Reprenant la position officielle du gouvernement, M. Barrot a déclaré qu’en accord avec le ministre de l’économie Bruno Le Maire : « Nous avons pris sur l’intelligence artificielle une position radicalement favorable à l’innovation européenne, parce que nous avons pris un train de retard sur les GAFAM et que nous devons avoir un train d’avance sur l’intelligence artificielle. »

Il a finalement soutenu que cela serait bon pour le secteur de la création car « la domination technologique précède la domination économique et la domination politique », expliquant que la création de champions de l’IA en Europe serait « la meilleure protection que nous pouvons offrir à nos concitoyens, à nos auteurs, à nos artistes, à nos journalistes. »

Toutefois, M. Barrot a été critiqué lors d’une audition au Sénat plus tôt le même jour par Pascal Rogard, directeur de la Société des auteurs et compositeurs dramatiques, qui a déclaré que « Pour la première fois, la France, par la voix de Jean-Noël Barrot, […] n’a pas été en soutien de la culture, de la création et du droit d’auteur. »

Mme Morin-Desailly a ensuite déclaré qu’elle s’interrogeait sur la position française en matière d’IA, qui, selon elle, est alignée sur la position des géants du numérique américains.

Établissant un parallèle entre la position des géants du numérique sur les droits d’auteurs dans l’IA dans la directive sur le droit d’auteur au sein du marché unique numérique (Directive on Copyright in the Digital Single Market), M. Rogard a déclaré qu’il n’avait « pas constaté de dégâts sur l’activité de ces entreprises » depuis l’entrée en vigueur de cette directive.

Les coulisses de l'opposition de la France à la réglementation des modèles d'IA

Ces dernières semaines, la France a bloqué la première réglementation de l’intelligence artificielle au monde, adoptant une position intransigeante et rejettant la mise en place de règles contraignantes sur les modèles d’IA les plus puissants.

Conflit d’intérêts

« Le trouble a été jeté par le fameux Cédric qui siège dans le comité intergouvernemental, qui a encore beaucoup d’influence auprès notamment du Président de la République », a déclaré Mme Morin-Desailly plus tôt le même jour lors de l’audition de M. Rogard au Sénat. D’autres sénateurs en exercice se sont joints à Mme Morin-Desailly pour critiquer la position française et le rôle joué par M. O.

Compte tenu de la position influente de M. O au sein du gouvernement, la Haute Autorité pour la Transparence de la Vie Publique a décidé d’interdire à M. O, pour une période de trois ans, de faire du lobbying auprès du gouvernement ou de détenir des actions dans des entreprises techs.

Or, selon Capital, M. O. a acheté des actions de Mistral AI par l’intermédiaire de son agence de conseil.

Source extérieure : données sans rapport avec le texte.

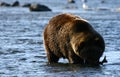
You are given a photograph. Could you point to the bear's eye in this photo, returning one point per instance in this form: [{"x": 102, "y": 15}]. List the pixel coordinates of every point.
[{"x": 81, "y": 46}]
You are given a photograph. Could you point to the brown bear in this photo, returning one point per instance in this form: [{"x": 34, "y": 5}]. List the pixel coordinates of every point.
[{"x": 69, "y": 36}]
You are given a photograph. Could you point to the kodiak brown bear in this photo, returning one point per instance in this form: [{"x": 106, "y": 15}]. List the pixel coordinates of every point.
[{"x": 69, "y": 36}]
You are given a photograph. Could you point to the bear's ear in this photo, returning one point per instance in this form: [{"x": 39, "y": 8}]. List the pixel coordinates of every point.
[{"x": 81, "y": 26}]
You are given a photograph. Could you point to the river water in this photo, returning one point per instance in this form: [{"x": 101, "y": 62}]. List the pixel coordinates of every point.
[{"x": 22, "y": 51}]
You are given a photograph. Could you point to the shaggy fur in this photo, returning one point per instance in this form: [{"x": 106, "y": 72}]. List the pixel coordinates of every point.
[{"x": 72, "y": 37}]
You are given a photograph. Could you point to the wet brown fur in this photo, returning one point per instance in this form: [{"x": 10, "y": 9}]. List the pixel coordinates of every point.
[{"x": 69, "y": 36}]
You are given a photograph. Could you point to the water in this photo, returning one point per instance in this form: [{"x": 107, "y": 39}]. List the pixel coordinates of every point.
[{"x": 22, "y": 51}]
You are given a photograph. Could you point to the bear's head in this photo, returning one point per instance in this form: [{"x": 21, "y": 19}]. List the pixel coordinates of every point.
[{"x": 86, "y": 42}]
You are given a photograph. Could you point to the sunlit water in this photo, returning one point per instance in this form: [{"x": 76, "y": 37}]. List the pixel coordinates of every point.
[{"x": 22, "y": 51}]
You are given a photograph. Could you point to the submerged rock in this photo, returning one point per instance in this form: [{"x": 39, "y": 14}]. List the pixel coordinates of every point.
[
  {"x": 39, "y": 7},
  {"x": 71, "y": 1},
  {"x": 4, "y": 4},
  {"x": 26, "y": 5},
  {"x": 16, "y": 3}
]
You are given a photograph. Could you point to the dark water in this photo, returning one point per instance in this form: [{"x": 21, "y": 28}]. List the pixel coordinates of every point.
[{"x": 22, "y": 52}]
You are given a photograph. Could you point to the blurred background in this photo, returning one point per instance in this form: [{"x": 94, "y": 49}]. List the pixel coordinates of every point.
[{"x": 22, "y": 23}]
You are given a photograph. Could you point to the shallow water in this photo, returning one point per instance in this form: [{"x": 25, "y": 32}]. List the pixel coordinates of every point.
[{"x": 22, "y": 52}]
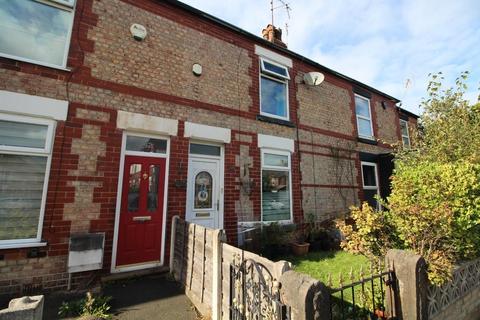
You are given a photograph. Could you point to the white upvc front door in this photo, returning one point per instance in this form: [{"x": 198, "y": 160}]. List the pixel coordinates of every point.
[{"x": 205, "y": 191}]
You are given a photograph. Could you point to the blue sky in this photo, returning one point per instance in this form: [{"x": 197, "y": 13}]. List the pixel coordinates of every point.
[{"x": 391, "y": 45}]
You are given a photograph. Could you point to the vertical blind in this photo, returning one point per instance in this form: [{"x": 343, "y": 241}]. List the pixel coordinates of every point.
[{"x": 21, "y": 188}]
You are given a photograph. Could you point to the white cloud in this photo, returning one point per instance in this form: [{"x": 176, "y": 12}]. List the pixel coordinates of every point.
[{"x": 384, "y": 44}]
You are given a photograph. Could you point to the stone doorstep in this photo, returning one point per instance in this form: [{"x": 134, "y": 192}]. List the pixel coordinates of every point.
[{"x": 134, "y": 274}]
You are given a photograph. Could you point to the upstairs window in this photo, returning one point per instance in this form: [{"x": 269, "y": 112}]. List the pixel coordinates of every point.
[
  {"x": 370, "y": 184},
  {"x": 274, "y": 89},
  {"x": 36, "y": 31},
  {"x": 405, "y": 134},
  {"x": 364, "y": 117}
]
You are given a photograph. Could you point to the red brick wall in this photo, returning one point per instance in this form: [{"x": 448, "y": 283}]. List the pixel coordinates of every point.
[{"x": 83, "y": 182}]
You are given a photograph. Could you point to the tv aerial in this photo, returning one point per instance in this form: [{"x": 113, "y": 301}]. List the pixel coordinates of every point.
[{"x": 280, "y": 4}]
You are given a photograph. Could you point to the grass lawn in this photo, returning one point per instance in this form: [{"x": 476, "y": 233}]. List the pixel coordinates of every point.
[{"x": 320, "y": 264}]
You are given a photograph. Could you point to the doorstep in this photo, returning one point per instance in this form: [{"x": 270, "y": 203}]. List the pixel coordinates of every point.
[{"x": 134, "y": 274}]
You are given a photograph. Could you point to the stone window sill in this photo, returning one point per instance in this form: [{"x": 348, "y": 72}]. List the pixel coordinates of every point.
[
  {"x": 275, "y": 121},
  {"x": 22, "y": 245},
  {"x": 367, "y": 141}
]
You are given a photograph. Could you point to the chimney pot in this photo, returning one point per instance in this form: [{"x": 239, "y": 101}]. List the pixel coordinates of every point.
[{"x": 274, "y": 35}]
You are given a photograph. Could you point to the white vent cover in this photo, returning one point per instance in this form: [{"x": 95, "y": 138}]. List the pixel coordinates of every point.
[{"x": 86, "y": 252}]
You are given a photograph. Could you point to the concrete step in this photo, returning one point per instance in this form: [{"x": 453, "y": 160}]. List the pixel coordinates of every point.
[{"x": 134, "y": 274}]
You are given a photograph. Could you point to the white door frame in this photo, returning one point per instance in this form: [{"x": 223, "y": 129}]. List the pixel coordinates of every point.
[
  {"x": 123, "y": 153},
  {"x": 221, "y": 175}
]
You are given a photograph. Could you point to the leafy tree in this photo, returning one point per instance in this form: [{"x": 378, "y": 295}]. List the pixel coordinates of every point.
[{"x": 434, "y": 207}]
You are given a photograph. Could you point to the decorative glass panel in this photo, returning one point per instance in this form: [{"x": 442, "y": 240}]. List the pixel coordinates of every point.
[
  {"x": 204, "y": 149},
  {"x": 273, "y": 97},
  {"x": 134, "y": 187},
  {"x": 153, "y": 180},
  {"x": 144, "y": 144},
  {"x": 275, "y": 160},
  {"x": 369, "y": 176},
  {"x": 364, "y": 128},
  {"x": 20, "y": 134},
  {"x": 404, "y": 127},
  {"x": 35, "y": 31},
  {"x": 275, "y": 195},
  {"x": 21, "y": 190},
  {"x": 203, "y": 191},
  {"x": 361, "y": 106}
]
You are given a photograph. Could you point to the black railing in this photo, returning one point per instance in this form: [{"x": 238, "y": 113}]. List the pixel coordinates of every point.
[
  {"x": 254, "y": 293},
  {"x": 370, "y": 297}
]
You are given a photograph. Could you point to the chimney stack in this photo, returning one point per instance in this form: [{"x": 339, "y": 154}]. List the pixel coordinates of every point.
[{"x": 274, "y": 35}]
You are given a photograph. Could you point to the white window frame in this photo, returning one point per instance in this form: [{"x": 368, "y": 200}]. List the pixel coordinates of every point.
[
  {"x": 276, "y": 168},
  {"x": 65, "y": 5},
  {"x": 369, "y": 119},
  {"x": 278, "y": 78},
  {"x": 407, "y": 136},
  {"x": 46, "y": 152},
  {"x": 143, "y": 153},
  {"x": 377, "y": 185}
]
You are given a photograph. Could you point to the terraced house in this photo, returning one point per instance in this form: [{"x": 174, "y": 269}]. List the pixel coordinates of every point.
[{"x": 116, "y": 115}]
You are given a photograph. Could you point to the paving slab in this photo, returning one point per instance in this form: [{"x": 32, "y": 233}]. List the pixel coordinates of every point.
[{"x": 149, "y": 297}]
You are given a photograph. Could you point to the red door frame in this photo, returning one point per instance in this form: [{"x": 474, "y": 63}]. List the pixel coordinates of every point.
[{"x": 140, "y": 233}]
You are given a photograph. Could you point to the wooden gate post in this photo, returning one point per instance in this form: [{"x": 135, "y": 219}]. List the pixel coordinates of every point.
[
  {"x": 172, "y": 241},
  {"x": 217, "y": 274}
]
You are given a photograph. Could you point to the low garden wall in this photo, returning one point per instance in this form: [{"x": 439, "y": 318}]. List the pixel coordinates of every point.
[
  {"x": 458, "y": 298},
  {"x": 201, "y": 261}
]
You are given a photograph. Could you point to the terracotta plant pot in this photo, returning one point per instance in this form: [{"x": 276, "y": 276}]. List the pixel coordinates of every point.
[
  {"x": 300, "y": 249},
  {"x": 380, "y": 314}
]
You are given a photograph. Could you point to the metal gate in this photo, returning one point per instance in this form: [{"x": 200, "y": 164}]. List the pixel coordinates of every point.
[
  {"x": 255, "y": 293},
  {"x": 370, "y": 297}
]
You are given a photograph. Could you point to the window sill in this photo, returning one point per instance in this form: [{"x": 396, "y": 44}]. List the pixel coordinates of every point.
[
  {"x": 275, "y": 121},
  {"x": 39, "y": 63},
  {"x": 367, "y": 141},
  {"x": 23, "y": 245}
]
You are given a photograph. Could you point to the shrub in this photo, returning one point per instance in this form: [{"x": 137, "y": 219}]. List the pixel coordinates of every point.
[
  {"x": 434, "y": 207},
  {"x": 372, "y": 234},
  {"x": 96, "y": 307}
]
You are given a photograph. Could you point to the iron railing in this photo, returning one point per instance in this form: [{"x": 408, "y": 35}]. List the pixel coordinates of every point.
[
  {"x": 254, "y": 292},
  {"x": 370, "y": 297}
]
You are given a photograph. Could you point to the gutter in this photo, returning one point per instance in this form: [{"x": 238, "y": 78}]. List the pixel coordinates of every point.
[{"x": 266, "y": 43}]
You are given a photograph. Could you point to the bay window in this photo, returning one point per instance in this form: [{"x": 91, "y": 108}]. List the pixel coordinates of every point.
[
  {"x": 364, "y": 117},
  {"x": 276, "y": 186},
  {"x": 25, "y": 155},
  {"x": 36, "y": 31},
  {"x": 274, "y": 90}
]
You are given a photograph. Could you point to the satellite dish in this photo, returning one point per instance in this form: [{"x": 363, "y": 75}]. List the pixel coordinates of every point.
[{"x": 313, "y": 78}]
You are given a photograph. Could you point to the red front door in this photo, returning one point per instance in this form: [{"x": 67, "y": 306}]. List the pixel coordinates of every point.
[{"x": 141, "y": 215}]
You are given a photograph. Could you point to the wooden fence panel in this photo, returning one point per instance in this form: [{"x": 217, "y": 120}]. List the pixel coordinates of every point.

Capital a révélé que M. O a investi 176,1 euros, qui sont maintenant valorisés à 23 millions d’euros, grâce au dernier tour de table d’investissement de la société en décembre.

Par ailleurs, depuis septembre, M. O est membre du Comité de l’intelligence artificielle générative chargé de conseiller le gouvernement sur sa position à l’égard de ces intelligences artificielles.

« Le fait que la Haute Autorité ait demandé à Cédric O de déclarer tous ses prises de participations dans le secteur de la tech soulève des questions sur son actionnariat au sein de Mistral et, par conséquent, au sein du Comité pour l’intelligence artificielle générative. Cela pose la question de la déontologie de Cédric O, qui doit être posée et résolue une fois pour toutes  », a réagi le député centriste Philippe Latombe auprès d’Euractiv.

« M. O n’a pas déclaré Mistral auprès de la Haute Autorité pour la Transparence de la Vie Publique, qui l’avait déjà mis en garde de ne pas se faire embaucher par Atos ou toutes autres sociétés technologiques. Les faits sont suffisamment sérieux pour qu’il ait été épinglé par le commissaire Breton lui-même qui a dit qu’il était dans tout sauf l’intérêt général.», a conclu Mme Morin-Desailly.

Cédric O n’a pas souhaité répondre à la demande de commentaires d’Euractiv.